Just out of curiosity, I notice that /usr/X11R6/bin is also in my PATH now. /etc/profile sets both PATH and MANPATH to include X11R6 directories. Are these still required for legacy applications that have not been updated to the new path, or older installations?

When I edit file foo in xmlcopyeditor, it opens up bar and displays error dialog:

foo=temp.txt (created in vi)                 bar=scribes
foo=temp.svg (created in Inkscape)                  bar=Inkscape           
foo=/usr/share/xmlcopyeditor/html/about.html        bar=scribes
foo=/usr/share/xmlcopyeditor/rulesets/American.xml bar=scribes    dialog="File: /usr/share/xmlcopyeditor/rulesets/American.xml The MIME type of the file you are trying to open is not for a text file. MIME type: application/xml." When I click on close, scribes starts up with an empty window.
foo=/usr/share/gettext/projects/TP/teams.html      bar=firefox (opens new tab)
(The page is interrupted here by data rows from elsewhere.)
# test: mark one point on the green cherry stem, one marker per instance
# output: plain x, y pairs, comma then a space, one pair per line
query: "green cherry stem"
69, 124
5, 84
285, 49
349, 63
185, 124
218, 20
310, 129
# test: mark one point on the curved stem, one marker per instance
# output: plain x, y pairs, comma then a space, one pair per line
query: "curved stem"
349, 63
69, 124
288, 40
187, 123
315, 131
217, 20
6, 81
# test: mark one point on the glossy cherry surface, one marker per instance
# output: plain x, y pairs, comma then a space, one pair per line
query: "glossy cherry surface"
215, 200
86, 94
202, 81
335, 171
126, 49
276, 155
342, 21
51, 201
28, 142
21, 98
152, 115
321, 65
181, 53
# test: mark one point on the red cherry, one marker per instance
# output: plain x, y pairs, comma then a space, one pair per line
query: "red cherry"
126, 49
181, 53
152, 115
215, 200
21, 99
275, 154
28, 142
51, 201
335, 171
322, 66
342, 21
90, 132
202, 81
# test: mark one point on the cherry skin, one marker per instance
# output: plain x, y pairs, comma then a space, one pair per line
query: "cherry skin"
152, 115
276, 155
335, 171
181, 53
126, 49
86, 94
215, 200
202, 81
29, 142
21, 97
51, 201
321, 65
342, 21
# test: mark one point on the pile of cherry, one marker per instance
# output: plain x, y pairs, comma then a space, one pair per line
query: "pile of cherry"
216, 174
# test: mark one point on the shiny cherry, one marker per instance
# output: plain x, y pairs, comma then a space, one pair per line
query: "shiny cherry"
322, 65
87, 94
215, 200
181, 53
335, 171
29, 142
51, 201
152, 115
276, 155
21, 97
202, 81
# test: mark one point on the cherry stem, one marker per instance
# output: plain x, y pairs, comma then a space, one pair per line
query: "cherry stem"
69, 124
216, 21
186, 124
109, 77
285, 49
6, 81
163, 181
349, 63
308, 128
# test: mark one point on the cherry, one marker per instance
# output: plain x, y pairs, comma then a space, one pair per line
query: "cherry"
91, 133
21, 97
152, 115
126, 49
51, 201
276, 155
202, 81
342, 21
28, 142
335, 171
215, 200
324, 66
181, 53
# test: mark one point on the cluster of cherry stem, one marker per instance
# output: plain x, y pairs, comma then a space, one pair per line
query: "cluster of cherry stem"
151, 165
When I click on Help => Online Support, I get an error message back to the xterm saying:
Error showing url: There was an error launching the default action command associated with this location.
The same thing happens for Home and Download Source

So, part of it is working for me now. I can view html in my browser, but it has to be plain html, not xml with an html doctype. However, Home and Download Source still don't work for me.

I'm going to ask the author of xmlcopyeditor to look in on this thread. He might be interested to see where we are with this, and he may have some suggestions.

Offline

#8 2006-08-05 03:58:12

Snowman
Developer/Forum Fellow
From: Montreal, Canada
Registered: 2004-08-20
Posts: 5,212

Re: xmlcopyeditor PKGBUILD for review

djscholl wrote:

I don't have /etc/profile sourced at all. I always wondered where those gnome paths were set, but I had never come across it.
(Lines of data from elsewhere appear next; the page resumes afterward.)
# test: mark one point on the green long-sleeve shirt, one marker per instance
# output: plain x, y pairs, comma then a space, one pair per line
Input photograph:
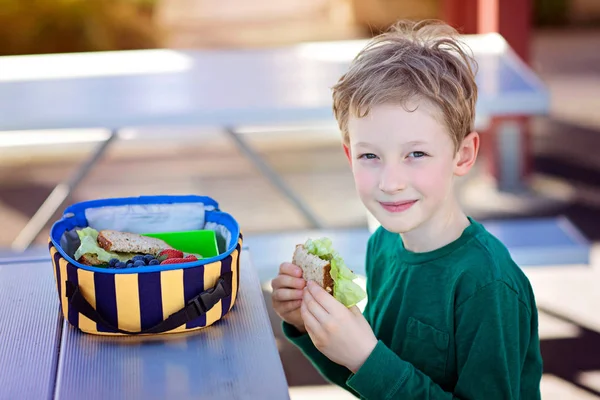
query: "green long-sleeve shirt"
459, 322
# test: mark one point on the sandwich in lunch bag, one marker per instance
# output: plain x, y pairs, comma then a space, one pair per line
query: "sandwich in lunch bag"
145, 265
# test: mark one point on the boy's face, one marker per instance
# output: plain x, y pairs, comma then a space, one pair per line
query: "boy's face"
404, 164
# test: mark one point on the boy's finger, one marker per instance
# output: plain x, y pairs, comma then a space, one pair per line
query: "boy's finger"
287, 294
314, 307
311, 324
326, 300
287, 306
290, 269
356, 311
287, 281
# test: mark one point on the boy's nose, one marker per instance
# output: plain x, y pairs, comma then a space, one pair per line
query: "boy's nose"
392, 180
I added the profile command you posted in $HOME/.bash_profile and logged out and back in. /opt/gnome/bin is now in my path. I didn't put it in .xinitrc because I want the application to work even if I am displaying it on a remote machine, tunneling X over ssh. If my understanding is not correct on this please let me know.

My .bash_profile just source my .bashrc so it doesn't make any difference. I'm using the default .bash_profile

djscholl wrote:

Shouldn't /etc/skel/.bash_profile or /etc/shel/.xinitrc have the

[ -f /etc/profile ] && . /etc/profile

line in it? When does that get set for normal users? Does some part of the typical window managers take care of it? I am using vtwm, which has exactly 1 vote in the AUR, and I voted for it, so I'm pretty confident no one else is running it. If I'm getting odd symptoms, this is a prime suspect.

Display managers like xdm, gdm, kdm source that file. For users using startx or using the console then I guess that line should be in /etc/skel/.bash_profile. File a bug report.

djscholl wrote:

Just out of curiosity, I notice that /usr/X11R6/bin is also in my PATH now. /etc/profile sets both PATH and MANPATH to include X11R6 directories. Are these still required for legacy applications that have not been updated to the new path, or older installations?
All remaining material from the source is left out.